Una lettera aperta è stata inviata alla Commissione Straordinaria per chiedere - tra tutto - la riapertura della procedura per trovare gli operatori affidabili che si occupino di animali in modo giusto e coerente.
Sta diventando molto serio il problema del randagismo ad Aprilia dopo che il bando per l’assegnazione della gestione del servizio è andato deserto e dopo che la procedura negoziata con le associazioni sta procedendo senza novità. L’allarme viene lanciato ancora una volta dall’associazione Animali ed Ambiente di Agostino Ruongo. Una lettera aperta è stata inviata alla Commissione Straordinaria per chiedere - tra tutto - la riapertura della procedura per trovare gli operatori affidabili che si occupino di animali in modo giusto e coerente. “Bisogna agire - dice Ruongo - prima che sia troppo tardi”.
Lettera aperta alla Commissaria Prefettizia del Comune di Aprilia
Oggetto Emergenza randagismo-procedura negoziato andata deserta e necessità di intervertento immediato.
Gentile Commissaria, l'associazione" Animali ed Ambiente di Aprilia" -Odv che da 37 anni opera sul territorio di Aprilia nella tutela degli animali, esprime forte preoccupazione per la situazione venutasi a creare dopo che la procedura negoziata senza bando avviata dal Comune è andata completamente deserta. Nessuna ditta ha presentato un'offerta per il servizio di custodia, mantenimento e pronto soccorso dei cani e gatti randagi/vaganti./
Questo fatto, di per sé gravissimo, lascia Aprilia senza un servizio essenziale, proprio in un momento in cui il fenomeno del randagismo è in costante crescita.
L'assenza di offerte comporta: -il rischio concreto di interruzione del servizio; -un aggravio dei costi a carico della collettività; -l'impossibilità di programmare interventi di prevenzione; -un peggioramento delle condizioni di vita degli animali, -un aumento delle segnalazioni e dei disagi per i cittadini.

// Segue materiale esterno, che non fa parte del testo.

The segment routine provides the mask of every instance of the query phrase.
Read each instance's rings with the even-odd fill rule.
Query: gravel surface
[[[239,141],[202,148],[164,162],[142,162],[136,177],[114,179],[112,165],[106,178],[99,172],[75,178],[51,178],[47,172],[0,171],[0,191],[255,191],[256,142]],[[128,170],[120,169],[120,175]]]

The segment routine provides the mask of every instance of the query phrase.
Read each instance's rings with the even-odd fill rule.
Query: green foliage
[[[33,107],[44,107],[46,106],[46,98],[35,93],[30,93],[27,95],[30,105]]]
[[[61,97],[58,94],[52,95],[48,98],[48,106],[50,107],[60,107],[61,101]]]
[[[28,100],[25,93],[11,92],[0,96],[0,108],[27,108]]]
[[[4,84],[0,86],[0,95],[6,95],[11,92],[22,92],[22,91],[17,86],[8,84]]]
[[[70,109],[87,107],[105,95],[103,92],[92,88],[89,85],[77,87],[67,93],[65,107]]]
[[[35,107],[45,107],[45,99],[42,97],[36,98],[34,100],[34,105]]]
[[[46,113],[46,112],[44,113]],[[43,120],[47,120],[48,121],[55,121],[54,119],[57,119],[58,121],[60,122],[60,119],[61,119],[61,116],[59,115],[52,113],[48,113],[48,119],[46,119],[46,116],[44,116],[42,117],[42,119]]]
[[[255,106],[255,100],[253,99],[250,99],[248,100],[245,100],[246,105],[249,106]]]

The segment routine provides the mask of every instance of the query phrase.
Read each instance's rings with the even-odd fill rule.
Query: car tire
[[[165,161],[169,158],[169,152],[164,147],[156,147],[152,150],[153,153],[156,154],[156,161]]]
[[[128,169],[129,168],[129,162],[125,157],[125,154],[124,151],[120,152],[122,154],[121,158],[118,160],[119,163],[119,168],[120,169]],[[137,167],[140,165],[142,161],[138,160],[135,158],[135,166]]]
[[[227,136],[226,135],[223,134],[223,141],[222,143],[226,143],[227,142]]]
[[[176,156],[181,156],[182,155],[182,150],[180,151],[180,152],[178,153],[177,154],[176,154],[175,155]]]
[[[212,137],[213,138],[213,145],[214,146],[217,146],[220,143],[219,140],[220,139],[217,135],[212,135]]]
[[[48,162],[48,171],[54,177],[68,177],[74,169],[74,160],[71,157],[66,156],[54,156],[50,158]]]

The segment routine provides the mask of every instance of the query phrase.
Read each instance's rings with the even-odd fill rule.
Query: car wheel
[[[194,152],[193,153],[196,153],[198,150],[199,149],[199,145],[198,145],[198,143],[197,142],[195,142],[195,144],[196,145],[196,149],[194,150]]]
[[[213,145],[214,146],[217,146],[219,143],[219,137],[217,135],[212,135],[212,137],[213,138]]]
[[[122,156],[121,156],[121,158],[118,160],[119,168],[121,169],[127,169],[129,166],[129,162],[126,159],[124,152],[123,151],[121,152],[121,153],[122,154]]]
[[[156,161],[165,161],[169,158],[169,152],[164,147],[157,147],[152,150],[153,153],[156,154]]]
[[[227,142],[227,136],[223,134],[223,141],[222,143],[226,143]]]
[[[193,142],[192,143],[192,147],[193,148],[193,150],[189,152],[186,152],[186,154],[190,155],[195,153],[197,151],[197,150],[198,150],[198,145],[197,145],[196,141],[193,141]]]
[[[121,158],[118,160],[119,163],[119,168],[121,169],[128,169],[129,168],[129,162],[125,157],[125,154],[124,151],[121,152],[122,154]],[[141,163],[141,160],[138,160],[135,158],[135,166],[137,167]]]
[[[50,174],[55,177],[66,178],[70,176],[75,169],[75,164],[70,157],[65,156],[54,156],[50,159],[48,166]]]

Da oltre tre decenni la nostra Associazione denuncia che il randagismo non può essere affrontato con soluzioni tampone o emergenziali. Oggi, con il Comune commissariato, la responsabilità di garantire continuità e tutela ricade interamente sulla gestione straordinaria.
Per questo chiediamo
Un intervento immediato per assicurare la continuità del servizio, anche in via straordinaria; -La riapertura urgente della procedura, con modalità che favoriscano gli operatori; l'istituzione di un tavolo di confronto con le associazioni del territorio, che da anni, operano con competenza e conoscenza diretta del fenomeno; un piano strutturato di prevenzione, basato su sterilizzazioni, microchippature e controlli. Confidiamo nella Sua attenzione e nella volontà di affrontare con determinazione una problematica che riguarda non solo gli animali, ma la sicurezza e il benessere dell'intera comunità.